リトアニア政府は、EUが決定した制裁措置に従い、ウクライナ侵攻の報復として、鉄鋼や鉱物を中心とする特定のロシア製品の輸入を全面的に禁止するこの措置を適用した。しかし、同政府が対象とする製品は、ロシアの領土から別の領土への通過に過ぎないため、ロシアの輸出ではない。ロシア連邦安全保障会議のニコライ・パトルシェフ書記は、カリーニングラードを訪問した際、「そのような敵対行為に対して、適切な措置が検討されている」と述べた。「リトアニアの人々にとって深刻な悪影響を及ぼすだろう」と続け、欧州の制裁の拡大を非難した。ロシア政府は、旧ソ連のバルト三国がEUに加盟した2002年に締結された通過協定により、ロシア本土と飛び地間の物資の移動が制限されることは違法であると考えている。

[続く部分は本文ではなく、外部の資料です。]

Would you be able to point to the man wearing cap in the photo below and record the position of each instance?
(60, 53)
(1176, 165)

これに対し、EUの外交責任者であるジョセップ・ボレルは、リトアニアはEUの決定を実行しただけであり、「ロシアとカリーニングラード間の陸路輸送は停止も禁止もされていない。乗客や物資の輸送は継続しており、封鎖はしていない」と回答した。さらに、たとえ航路が長く、コストが上がるとしても、当該物品を海上で飛び地まで輸送し続けることができると指摘した。

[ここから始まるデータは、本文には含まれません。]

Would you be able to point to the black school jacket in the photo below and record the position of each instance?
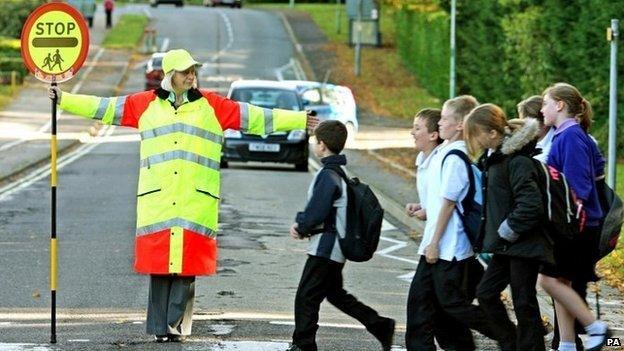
(513, 208)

ウクライナ侵攻以来、モスクワと他の旧ソビエト連邦14カ国の大半との緊張関係が高まっている。ロシア国会では最近、1990年のリトアニアの独立承認を覆すことが提案されていた。こうした中、米ニュースサイト『ブライトバート』によると、リトアニアはロシアのウクライナ侵攻が始まって以来、ロシアに対する制裁を最も強く推進している国の一つだという。
4月、リトアニアはロシア産ガスの輸入をすべて遮断した。同国のエネルギー省は、「ヨーロッパに対するロシアのエネルギー脅迫とウクライナでの戦争を受けて、ロシア産ガスからの完全な自立を求めて、ロシア産ガスを完全に放棄した」と発表した。同月末、リトアニア議会は、ロシアの侵略との関連性から、「Z」と「V」の文字の象徴的な使用を禁止し、それらを表示する者に罰金を科し、そのシンボルは「軍事侵略、人道に対する罪、戦争犯罪」を促進すると見なした。
リトアニアの外相は、ロシアの政権交代を求め、「我々の立場から言えば、現政権が力を失わない限り、その周辺諸国はある程度、危険にさらされることになる。プーチンだけでなく、政権全体が対象だ。プーチンを変え、側近を変えても、別のプーチンがその座に就くかもしれないのだから。」と述べている。
なお、米報道機関『ラジオ・フリー・ヨーロッパ』は、ロシアの南に位置するカザフスタンもロシアと距離を置き始めていることを伝えている。同国のトカエフ大統領は、先週開催されたサンペテスルスブルグ経済フォーラムで、ロシア大統領と一緒に参加したパネルで、ロシアが承認したウクライナ東部のルガンスクとドネツクの2つの州を国家とは考えていない、と述べた。
『ラジオ・フリー・ヨーロッパ』は、プーチンの隣に座ってのこの大胆な発言は、カザフスタンなどの旧ソビエト連邦国が、ロシアとのウクライナ侵攻と距離を置こうとし、ロシアとの摩擦が強まる中で外交の綱渡りをしようとしていることを浮き彫りにしていると指摘している。